چکیده:
National wealth funds have initiated their activities comprehensively over last two decades. National wealth fund is a governmental investment fund financed by surpluses of payments’ balance, official foreign currency operations, revenues of privatization, payments for governmental transfers, fiscal surpluses and export revenues. However, the financing for this investment requires foreign currency reserve where management of current account’s balance plays important role. First of all, some explanations are presented in this paper about national development fund and then in regard to the study made about successful funds which used foreign investment (direct or indirect) as investment strategy, we will consider the foreign investment. Next, regarding the role of the fund in trade balance and its effect on foreign investment, we will consider the relationship between fund and trade balance in short-term and long-term. Results shown that many successful funds prevented formation of possible corruption following the weakness of institutions to designate fund for inner sectors. Therefore, increase in foreign investment cause positive condition of trade balance in Iran. Whereas China is a new emerged economy with positive trade balance, investment in this country and formation of better relationship and cooperation provide privileges for this country.
خلاصه ماشینی:
"(Razavi & Rauf ,2010) Governmental wealth funds (National Development Fund) pursued the objectives in most countries as below: - Create a buffer against strong volatility prices of exporting raw materials such as oil - Facilitate the transfer of intergenerational savings - Create a variety of sources of country’s income through planned investments - Contribute to economic development by providing investment in infrastructures that despite significant social returns, they are not allowed to attracting foreign and private investments.

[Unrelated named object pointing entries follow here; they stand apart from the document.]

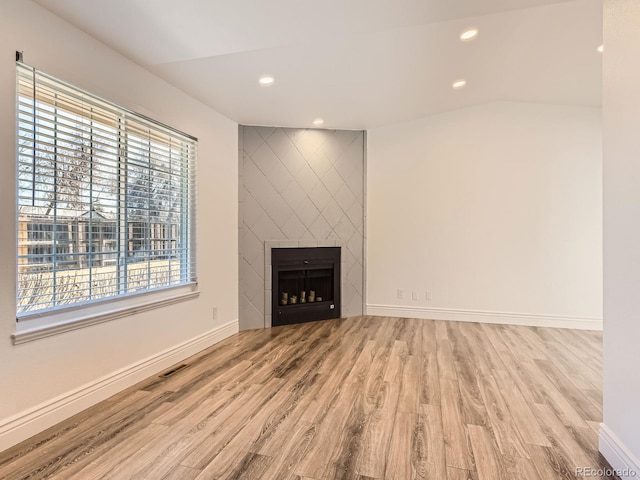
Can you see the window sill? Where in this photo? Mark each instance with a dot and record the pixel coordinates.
(61, 322)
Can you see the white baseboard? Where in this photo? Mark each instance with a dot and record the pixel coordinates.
(25, 424)
(459, 315)
(617, 454)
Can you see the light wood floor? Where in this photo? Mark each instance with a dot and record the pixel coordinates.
(359, 398)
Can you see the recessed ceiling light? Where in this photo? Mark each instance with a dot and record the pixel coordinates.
(458, 84)
(469, 34)
(266, 80)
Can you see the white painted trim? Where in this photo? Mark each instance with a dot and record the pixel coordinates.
(37, 419)
(617, 454)
(509, 318)
(55, 324)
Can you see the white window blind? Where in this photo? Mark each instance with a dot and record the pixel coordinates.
(106, 199)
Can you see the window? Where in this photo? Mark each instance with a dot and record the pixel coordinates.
(105, 199)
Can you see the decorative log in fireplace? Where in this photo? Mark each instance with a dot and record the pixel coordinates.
(305, 284)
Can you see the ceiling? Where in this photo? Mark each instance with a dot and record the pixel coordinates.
(358, 64)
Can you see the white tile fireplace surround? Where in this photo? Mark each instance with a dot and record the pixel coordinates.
(299, 188)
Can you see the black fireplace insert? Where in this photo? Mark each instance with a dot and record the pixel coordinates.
(305, 284)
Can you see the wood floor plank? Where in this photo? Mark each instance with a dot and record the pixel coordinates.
(428, 456)
(459, 474)
(398, 462)
(487, 460)
(446, 361)
(409, 401)
(507, 437)
(375, 444)
(523, 418)
(456, 438)
(366, 398)
(429, 382)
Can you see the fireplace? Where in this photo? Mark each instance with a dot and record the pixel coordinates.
(305, 284)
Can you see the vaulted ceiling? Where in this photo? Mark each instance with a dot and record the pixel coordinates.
(356, 63)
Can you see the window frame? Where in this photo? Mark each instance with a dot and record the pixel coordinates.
(77, 314)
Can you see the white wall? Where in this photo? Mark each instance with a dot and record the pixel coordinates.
(495, 209)
(620, 433)
(56, 368)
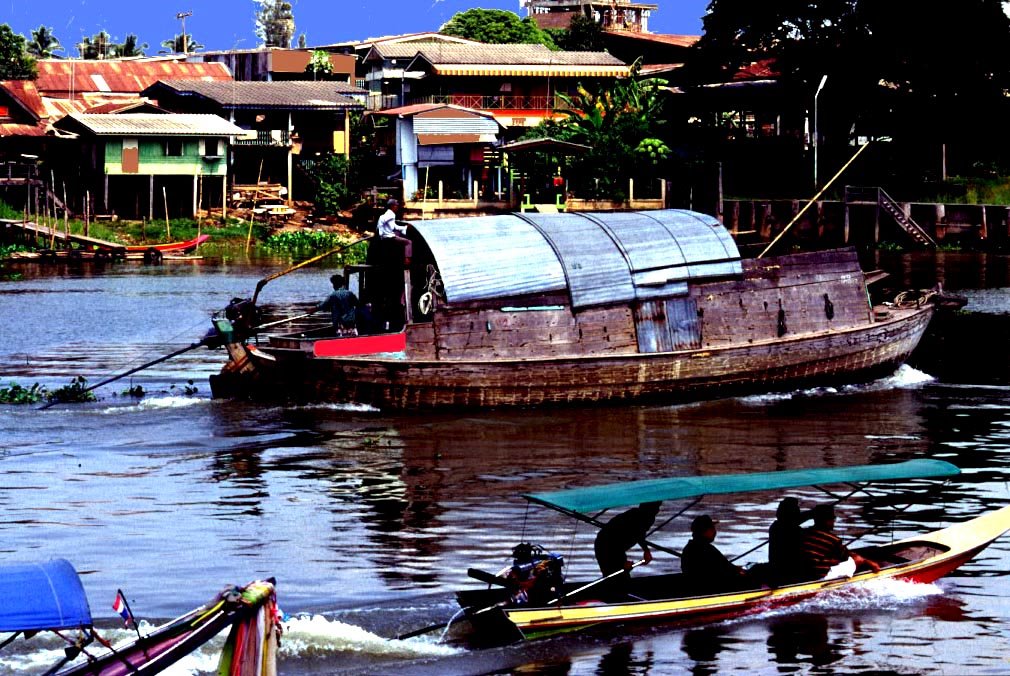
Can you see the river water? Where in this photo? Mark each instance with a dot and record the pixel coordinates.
(370, 520)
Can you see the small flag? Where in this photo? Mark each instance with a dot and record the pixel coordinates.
(120, 606)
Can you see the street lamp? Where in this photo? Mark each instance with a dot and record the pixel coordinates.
(817, 129)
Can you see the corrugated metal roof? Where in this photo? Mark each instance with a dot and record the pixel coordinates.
(301, 95)
(71, 78)
(601, 258)
(491, 257)
(595, 266)
(154, 124)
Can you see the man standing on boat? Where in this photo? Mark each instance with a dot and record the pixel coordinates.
(822, 555)
(618, 536)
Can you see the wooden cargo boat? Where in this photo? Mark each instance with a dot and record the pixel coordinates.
(533, 309)
(495, 614)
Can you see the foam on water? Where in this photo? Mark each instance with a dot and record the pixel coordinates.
(905, 377)
(316, 636)
(880, 594)
(156, 403)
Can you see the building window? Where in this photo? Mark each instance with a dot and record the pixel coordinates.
(174, 148)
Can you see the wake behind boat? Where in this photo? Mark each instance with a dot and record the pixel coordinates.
(499, 613)
(550, 309)
(49, 597)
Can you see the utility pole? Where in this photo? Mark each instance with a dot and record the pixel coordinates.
(182, 17)
(816, 137)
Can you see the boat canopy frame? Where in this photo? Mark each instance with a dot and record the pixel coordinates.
(589, 503)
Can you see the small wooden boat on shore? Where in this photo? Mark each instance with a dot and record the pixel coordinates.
(49, 597)
(552, 309)
(495, 613)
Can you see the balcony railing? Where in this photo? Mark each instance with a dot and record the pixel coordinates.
(277, 137)
(496, 102)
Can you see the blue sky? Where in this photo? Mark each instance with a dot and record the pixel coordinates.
(223, 24)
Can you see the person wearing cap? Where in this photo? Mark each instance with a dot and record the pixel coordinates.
(705, 568)
(822, 554)
(784, 541)
(617, 537)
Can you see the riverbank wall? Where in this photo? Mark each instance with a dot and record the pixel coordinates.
(866, 223)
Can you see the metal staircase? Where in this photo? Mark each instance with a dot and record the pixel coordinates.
(888, 204)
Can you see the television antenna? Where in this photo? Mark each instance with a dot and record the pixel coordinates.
(182, 17)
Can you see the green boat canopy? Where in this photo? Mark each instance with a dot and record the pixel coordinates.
(598, 498)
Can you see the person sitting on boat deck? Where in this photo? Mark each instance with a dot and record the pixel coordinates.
(784, 542)
(705, 568)
(822, 554)
(342, 304)
(618, 536)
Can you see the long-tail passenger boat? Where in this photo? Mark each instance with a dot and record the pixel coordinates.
(48, 597)
(545, 309)
(500, 613)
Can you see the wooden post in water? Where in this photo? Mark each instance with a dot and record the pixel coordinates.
(168, 227)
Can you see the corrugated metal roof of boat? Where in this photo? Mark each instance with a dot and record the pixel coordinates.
(601, 258)
(491, 257)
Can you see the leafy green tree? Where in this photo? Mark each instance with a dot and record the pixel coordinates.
(275, 22)
(15, 62)
(43, 43)
(583, 34)
(320, 67)
(496, 26)
(176, 44)
(129, 46)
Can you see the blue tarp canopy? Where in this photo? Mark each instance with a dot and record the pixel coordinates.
(41, 596)
(598, 498)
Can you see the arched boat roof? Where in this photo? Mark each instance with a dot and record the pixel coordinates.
(599, 259)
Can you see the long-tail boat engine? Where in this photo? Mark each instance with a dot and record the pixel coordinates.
(535, 575)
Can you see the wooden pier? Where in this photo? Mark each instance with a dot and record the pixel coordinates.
(17, 230)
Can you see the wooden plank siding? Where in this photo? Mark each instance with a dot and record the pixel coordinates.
(494, 333)
(807, 288)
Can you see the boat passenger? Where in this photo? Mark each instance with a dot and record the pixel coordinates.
(342, 304)
(784, 542)
(705, 568)
(822, 554)
(618, 536)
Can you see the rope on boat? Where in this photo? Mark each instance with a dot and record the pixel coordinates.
(914, 297)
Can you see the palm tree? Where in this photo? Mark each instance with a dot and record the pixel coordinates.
(97, 46)
(129, 47)
(177, 45)
(43, 43)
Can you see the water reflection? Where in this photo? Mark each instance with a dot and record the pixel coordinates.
(802, 639)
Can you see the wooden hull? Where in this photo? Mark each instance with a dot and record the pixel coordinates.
(920, 560)
(399, 382)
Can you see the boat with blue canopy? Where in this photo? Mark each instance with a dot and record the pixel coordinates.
(504, 611)
(48, 597)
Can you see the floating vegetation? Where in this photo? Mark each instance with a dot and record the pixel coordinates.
(76, 392)
(135, 391)
(18, 394)
(189, 390)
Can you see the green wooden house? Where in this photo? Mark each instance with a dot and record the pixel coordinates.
(146, 164)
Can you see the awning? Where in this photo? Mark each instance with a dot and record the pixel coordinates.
(449, 138)
(598, 498)
(538, 71)
(41, 596)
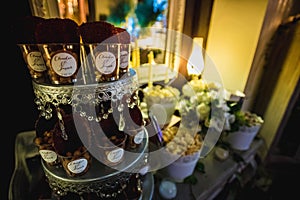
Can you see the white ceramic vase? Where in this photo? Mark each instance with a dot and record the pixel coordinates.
(183, 167)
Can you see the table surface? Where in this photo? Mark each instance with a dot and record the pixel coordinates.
(216, 175)
(28, 171)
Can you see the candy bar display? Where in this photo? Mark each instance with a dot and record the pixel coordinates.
(90, 133)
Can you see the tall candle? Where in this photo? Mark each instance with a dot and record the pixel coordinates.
(150, 60)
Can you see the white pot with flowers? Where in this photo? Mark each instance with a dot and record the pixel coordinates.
(244, 126)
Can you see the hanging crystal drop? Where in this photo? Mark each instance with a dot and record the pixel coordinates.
(121, 122)
(105, 116)
(120, 107)
(61, 125)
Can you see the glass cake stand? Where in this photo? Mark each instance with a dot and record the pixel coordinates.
(30, 179)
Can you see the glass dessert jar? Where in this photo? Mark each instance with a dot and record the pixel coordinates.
(76, 163)
(62, 61)
(34, 62)
(103, 59)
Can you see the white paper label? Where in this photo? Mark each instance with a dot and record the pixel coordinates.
(138, 138)
(77, 166)
(124, 59)
(48, 155)
(64, 64)
(36, 61)
(116, 155)
(106, 62)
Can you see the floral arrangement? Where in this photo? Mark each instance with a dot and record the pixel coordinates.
(245, 120)
(204, 100)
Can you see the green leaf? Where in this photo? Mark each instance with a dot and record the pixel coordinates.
(200, 167)
(191, 179)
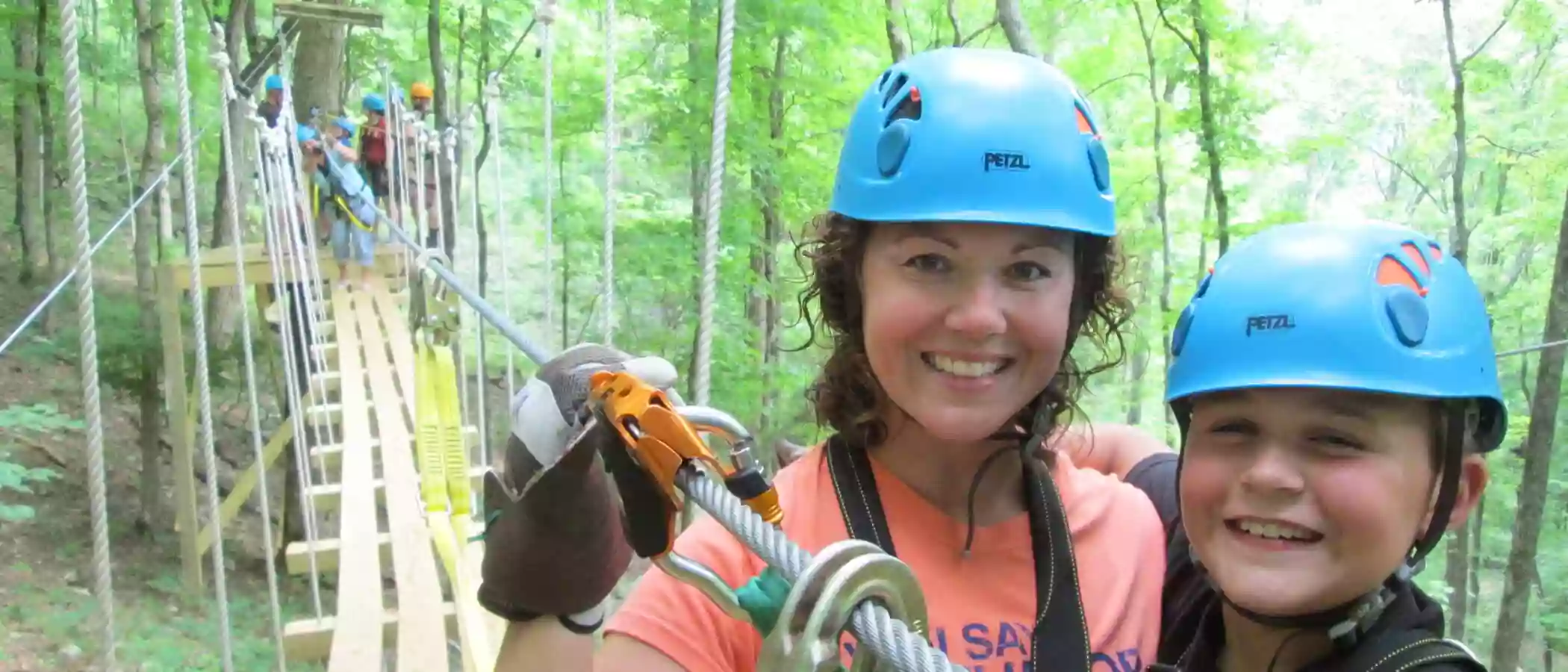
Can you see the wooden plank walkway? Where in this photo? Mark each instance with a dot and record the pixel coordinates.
(377, 419)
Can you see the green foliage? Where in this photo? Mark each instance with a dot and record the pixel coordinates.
(16, 478)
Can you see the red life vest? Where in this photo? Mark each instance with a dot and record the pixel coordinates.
(373, 146)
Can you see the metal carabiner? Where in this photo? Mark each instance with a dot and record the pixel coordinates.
(825, 596)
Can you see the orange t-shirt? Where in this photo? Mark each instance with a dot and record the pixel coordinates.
(982, 609)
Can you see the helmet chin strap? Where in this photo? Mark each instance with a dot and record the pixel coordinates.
(1349, 620)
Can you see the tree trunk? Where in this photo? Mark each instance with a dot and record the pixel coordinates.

- Investment in infrastructure and social projects of domestic economy (Sayadi & Nad Ali,2012) SWFs tend to perform activities of foreign portfolio investment comparing with foreign direct investment concerning the following reasons: - Acquisition of long-term returns - Possibility of operate and deal in long-term - Functionality and easy liquidity of securities - Ease of movement of capital (Such as in the recent economic crisis had happened in the displacement of SWFs assets of financial markets in Europe and America where more attention paid to emerging markets.
Meanwhile, if the foreign direct investment happens for any reason, then it would have significant effects on macroeconomic variables including lower interest rates, lower exchange rates, increase in economic growth, increase in government tax revenue, reduce in government debt, improving income distribution, technology transfer, increase in employment, development of exports, reduce imports and positive impact on the balance of payments."